I myself once yelled at a seemingly healthy-looking vet for parking in a disabled spot, when in fact he may have been hearing-impaired or still been having seizures unexpectedly and needed to get in and out of the store without undue stress. Brain-injured vets don't look injured to the rest of us.
Just some of the things I learned as a civilian volunteer at Walter Reed with the DC Chapter of FreeRepublic.com.
I don’t have to send them to college...
Reddit's "Am I the A**hole" feature is today's version of the grocery store tabloids or the old True Confessions magazine from the 1950s!
my four legged son can’t be indoctrinated to hate me and our country...
I have three dogs I love dearly but humans always come first in my considerations.
this is not a true statement for all pets. Some... animals, dogs in particular, can be fiercely loyal to their owners...
I agree, HamiltonJay. There's a difference between gushing anthropomorphically about a pet as distinct from recognizing and cultivating their unique intelligence and skill levels.

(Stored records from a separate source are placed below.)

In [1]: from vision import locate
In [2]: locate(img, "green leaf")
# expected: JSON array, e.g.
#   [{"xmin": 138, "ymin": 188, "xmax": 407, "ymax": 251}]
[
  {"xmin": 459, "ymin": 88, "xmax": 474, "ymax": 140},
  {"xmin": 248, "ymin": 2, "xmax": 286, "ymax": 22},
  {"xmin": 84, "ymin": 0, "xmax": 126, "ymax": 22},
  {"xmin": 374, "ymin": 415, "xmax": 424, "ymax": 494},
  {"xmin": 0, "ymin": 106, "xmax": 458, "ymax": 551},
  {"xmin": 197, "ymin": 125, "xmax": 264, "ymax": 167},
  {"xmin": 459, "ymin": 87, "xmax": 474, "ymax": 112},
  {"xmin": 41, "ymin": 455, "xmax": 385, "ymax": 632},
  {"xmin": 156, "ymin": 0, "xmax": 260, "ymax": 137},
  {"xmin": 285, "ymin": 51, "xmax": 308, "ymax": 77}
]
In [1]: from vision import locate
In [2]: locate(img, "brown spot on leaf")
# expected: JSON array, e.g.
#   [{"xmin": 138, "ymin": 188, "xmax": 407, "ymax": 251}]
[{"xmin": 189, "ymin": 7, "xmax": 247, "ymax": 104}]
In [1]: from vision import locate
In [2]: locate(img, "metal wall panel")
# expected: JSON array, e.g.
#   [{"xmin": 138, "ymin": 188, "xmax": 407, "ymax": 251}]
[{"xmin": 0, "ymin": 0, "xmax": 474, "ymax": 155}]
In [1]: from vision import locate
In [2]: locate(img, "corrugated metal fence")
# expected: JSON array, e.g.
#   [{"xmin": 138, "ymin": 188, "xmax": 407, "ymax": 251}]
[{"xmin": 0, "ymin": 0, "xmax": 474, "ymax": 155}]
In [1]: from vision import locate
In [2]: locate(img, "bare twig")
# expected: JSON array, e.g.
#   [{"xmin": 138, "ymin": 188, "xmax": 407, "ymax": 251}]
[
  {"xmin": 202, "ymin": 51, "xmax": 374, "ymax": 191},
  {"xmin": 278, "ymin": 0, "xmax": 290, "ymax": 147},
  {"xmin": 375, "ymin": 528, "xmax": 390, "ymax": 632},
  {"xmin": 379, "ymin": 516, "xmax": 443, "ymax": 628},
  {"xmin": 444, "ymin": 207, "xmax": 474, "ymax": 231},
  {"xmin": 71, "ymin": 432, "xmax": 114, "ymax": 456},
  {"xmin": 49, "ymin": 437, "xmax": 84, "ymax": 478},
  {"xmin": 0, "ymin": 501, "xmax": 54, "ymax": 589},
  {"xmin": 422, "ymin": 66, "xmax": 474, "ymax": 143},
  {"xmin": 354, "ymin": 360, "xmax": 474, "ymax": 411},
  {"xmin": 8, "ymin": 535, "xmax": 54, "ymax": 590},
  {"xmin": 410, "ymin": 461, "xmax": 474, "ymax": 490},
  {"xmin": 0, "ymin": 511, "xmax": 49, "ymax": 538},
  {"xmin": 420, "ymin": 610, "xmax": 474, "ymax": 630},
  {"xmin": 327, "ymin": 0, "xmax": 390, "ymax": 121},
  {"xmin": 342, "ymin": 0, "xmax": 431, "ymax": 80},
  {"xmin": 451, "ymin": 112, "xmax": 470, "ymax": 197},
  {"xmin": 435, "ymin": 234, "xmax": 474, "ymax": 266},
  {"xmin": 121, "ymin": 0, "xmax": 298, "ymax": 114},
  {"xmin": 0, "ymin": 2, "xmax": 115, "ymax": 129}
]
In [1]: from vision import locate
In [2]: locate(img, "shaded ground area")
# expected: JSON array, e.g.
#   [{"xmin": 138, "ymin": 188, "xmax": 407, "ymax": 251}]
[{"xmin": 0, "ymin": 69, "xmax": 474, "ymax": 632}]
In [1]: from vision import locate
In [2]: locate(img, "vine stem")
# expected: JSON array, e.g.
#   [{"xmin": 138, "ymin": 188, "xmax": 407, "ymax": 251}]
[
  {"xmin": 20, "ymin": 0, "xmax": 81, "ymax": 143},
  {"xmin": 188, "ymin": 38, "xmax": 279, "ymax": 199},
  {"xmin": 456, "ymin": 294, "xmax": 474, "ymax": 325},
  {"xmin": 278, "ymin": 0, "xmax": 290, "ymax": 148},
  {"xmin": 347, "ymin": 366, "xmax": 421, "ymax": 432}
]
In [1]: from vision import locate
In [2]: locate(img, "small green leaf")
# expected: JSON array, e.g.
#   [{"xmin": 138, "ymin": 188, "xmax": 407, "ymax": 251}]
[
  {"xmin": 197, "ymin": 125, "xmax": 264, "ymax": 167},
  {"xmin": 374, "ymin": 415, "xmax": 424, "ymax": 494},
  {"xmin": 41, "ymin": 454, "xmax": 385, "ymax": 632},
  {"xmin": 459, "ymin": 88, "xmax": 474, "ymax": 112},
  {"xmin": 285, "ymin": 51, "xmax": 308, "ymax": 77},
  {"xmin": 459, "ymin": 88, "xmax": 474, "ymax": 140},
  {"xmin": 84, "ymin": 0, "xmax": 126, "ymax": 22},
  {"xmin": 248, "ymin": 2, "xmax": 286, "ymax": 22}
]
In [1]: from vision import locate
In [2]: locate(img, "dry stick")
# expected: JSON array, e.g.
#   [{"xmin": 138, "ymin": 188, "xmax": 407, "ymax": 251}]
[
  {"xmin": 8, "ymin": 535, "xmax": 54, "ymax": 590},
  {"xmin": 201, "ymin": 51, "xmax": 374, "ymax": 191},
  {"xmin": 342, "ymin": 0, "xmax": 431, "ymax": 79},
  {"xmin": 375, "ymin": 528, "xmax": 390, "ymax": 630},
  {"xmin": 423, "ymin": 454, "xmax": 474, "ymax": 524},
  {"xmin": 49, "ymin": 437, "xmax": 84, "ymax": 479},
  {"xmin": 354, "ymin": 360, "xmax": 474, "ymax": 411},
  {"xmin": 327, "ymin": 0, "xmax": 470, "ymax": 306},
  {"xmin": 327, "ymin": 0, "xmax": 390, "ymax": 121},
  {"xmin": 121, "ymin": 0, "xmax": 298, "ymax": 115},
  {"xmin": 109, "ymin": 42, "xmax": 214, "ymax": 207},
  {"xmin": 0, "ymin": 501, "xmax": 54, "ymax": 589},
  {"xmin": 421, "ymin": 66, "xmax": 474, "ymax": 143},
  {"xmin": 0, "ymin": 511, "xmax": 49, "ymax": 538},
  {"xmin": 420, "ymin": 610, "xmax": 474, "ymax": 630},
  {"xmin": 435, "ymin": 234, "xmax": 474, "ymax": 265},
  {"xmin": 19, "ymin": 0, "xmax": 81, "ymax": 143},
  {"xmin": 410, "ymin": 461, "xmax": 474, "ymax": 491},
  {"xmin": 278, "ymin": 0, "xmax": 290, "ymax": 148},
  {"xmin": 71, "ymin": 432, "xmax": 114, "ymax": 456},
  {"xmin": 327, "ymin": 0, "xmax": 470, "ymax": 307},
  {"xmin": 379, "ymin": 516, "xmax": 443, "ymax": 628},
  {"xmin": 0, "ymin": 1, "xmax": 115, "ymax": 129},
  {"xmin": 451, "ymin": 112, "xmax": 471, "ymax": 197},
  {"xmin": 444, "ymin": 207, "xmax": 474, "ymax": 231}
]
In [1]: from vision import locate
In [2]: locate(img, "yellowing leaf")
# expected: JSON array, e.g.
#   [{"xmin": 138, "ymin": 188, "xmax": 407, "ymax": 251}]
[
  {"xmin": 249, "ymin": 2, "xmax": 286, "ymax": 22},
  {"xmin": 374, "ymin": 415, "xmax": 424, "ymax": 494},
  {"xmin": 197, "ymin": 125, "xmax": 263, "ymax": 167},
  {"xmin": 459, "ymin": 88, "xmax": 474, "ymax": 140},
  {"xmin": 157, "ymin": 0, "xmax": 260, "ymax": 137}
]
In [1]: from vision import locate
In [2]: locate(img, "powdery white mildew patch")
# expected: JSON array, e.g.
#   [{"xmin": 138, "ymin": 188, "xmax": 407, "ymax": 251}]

I was fortunate to study a lot about animal behavior when I was young. Cats, in addition to powerful instincts, have the intellectual ability of a two-year-old child and can learn basic concepts and verbal cues about the activities they share with the humans they live with, becoming less anxious and more cooperative as members of a household.
I have trained my succession of cats systematically, chiefly through operant conditioning (with affection and treats as rewards), to respond to as many as 65 words or phrases. They have demonstrated their understanding by "obeying" like a dog, often amazing to my friends and neighbors.
When you lose the companionship of such capable individuals in whom you have invested training and enjoyed an extra level of communication, it's a very sad day. But still, it's not like losing a child.
God bless your uncle. I had several with similar stories from WW2. I wish, as a family, we had, at the time, some understanding of PTSD, instead of grumbling about the occasions when they were grouchy or uncommunicative. They were heroes.
Too many of them seem fabricated. I finally punched out.